Clip club session January 2013

March 2013 Notes from Teachmeet presentation:

Making Messy Digital Norms

Title is as a kind of provocation in response to how media production activities tend to cleave towards discourses on creativity and newness, there’s this sheen of innovation and progress, and the more we shore up this association, perhaps the easier it is to ‘other’ our field. So that’s my ‘frame of mind’ for the following project, to interrupt this trajectory and make DV production normal (as indeed it is for some outside school anyway) and nurture an authorising environment for digital messiness and agency:

  1. I’m trying to create a rich dynamic learning experience in an East London primary school, running a weekly After-School Film Club for a small group of 8 ten year old children. Some of them are vulnerable kids working with a Learning Mentor, who helps out and provides continuity through the week. It’s called theclipclub.co.uk – this is our blog which is beginning to function as a hub for our learning community.

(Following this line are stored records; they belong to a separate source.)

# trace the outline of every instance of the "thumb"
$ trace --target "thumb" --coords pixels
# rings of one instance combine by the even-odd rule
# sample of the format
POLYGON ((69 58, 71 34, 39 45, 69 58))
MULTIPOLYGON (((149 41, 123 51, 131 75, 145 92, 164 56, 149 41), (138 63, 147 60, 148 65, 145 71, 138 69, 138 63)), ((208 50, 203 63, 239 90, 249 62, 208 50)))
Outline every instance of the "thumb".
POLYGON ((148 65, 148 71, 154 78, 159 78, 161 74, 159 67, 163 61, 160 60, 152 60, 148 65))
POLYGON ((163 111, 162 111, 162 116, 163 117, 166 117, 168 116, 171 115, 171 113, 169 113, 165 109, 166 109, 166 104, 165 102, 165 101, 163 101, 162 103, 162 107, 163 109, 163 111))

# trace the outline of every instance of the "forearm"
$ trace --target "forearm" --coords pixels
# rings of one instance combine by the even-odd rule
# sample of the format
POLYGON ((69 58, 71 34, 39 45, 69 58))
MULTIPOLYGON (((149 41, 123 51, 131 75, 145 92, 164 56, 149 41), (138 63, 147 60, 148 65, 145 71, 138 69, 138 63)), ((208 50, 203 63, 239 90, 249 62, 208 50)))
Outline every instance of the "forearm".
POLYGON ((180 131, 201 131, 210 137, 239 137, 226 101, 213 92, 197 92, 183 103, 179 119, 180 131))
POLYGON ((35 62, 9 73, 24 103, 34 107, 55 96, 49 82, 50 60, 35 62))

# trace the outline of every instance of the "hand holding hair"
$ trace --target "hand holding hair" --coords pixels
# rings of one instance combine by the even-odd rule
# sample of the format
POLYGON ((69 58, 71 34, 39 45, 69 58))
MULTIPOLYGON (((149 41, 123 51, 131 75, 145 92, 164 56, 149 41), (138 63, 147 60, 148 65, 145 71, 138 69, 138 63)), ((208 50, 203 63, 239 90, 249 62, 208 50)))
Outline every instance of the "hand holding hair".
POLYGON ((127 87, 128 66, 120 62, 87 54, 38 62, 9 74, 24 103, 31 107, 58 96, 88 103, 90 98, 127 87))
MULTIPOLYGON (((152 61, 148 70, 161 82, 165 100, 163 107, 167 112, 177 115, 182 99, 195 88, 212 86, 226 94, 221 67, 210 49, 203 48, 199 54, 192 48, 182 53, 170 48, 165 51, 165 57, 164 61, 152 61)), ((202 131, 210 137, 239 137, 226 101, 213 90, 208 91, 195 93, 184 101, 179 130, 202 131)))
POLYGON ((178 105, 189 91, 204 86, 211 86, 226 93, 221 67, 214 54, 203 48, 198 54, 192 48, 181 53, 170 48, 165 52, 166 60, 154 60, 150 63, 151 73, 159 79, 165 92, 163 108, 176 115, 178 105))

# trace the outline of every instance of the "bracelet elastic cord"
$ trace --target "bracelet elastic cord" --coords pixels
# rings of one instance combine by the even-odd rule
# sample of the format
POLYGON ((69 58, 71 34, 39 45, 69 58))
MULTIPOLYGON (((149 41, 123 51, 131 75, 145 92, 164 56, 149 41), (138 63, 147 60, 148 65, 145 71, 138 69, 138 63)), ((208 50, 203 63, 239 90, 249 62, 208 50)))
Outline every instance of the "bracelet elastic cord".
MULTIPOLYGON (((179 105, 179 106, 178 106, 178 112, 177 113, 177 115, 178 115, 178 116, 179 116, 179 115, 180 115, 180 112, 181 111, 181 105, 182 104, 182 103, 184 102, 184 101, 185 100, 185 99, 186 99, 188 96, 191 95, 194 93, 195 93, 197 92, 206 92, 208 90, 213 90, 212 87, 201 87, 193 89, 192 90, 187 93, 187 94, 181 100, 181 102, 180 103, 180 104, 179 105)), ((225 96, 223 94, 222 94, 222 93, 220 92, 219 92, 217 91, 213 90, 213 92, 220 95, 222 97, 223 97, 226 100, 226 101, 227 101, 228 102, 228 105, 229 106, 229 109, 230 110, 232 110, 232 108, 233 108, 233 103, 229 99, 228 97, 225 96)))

One cycle over say 3 – 4 weeks might run like this:

  • we watch a short film or animation or film clip
  • we reflect on a section for film language and meaning
  • they’re then given a short brief: eg. a 4-shot sequence including 1 or 2 specific elements of film language seen in the clip – eye-line match, or ECU
  • after a short chat and/or storyboard session, they go off in 2 or 3 groups with Flip cameras – and interpret the brief – pretty well improvising
  • 10 mins later they come back
  • we upload all the clips onto Mac books
  • they collaborate on short edited sequences in iMovie sharing and moving between each others’ footage
  • we upload the rushes and/or the “finished” clips onto the blog
  • I make sure there’s always something new to see, think about or experiment with at home on the blog
  • they go home and interact with the blog with comments and 1 or 2 have started posting

Apart from technical and social skills – what are the kids learning from this messy, experimental, unpolished, improvisatory, open-ended, serendipitous experience in the so-called “third (learning) space”/ this after-not-school-club? I’d like to reframe the question and make it less about outcomes and content and more about experiential aspects : so what they’re practising is a form of fairly high stakes (for them) social and digital participation with a purpose beyond just ‘mediated sociality’ I’d like to propose that they’re practising certain metacognitive frames of mind (to borrow from Howard Gardener). Learning how it FEELS:

  • to be reflexive: to conceptualise and interpret the audiovisual through iterative processes of problem-finding and problem-solving
  • take critically informed action with achievable public and dialogic outcomes
  • to synthesise and take risks with popular cultural material – and what’s more  it’s valued!
  • probably most importantly, how it feels to be autonomous makers of meaning – or digital craftsmen – in a flattened, non-threatening social learning environment

In terms of media production practices in schools:

  1. How far can we take the craft analogy in relation to digital manipulation?
  2. What are the risks of not deploying messy media production in schools?
  3. What’s the impact of economically-driven educational reform as opposed to more learner-centred approaches?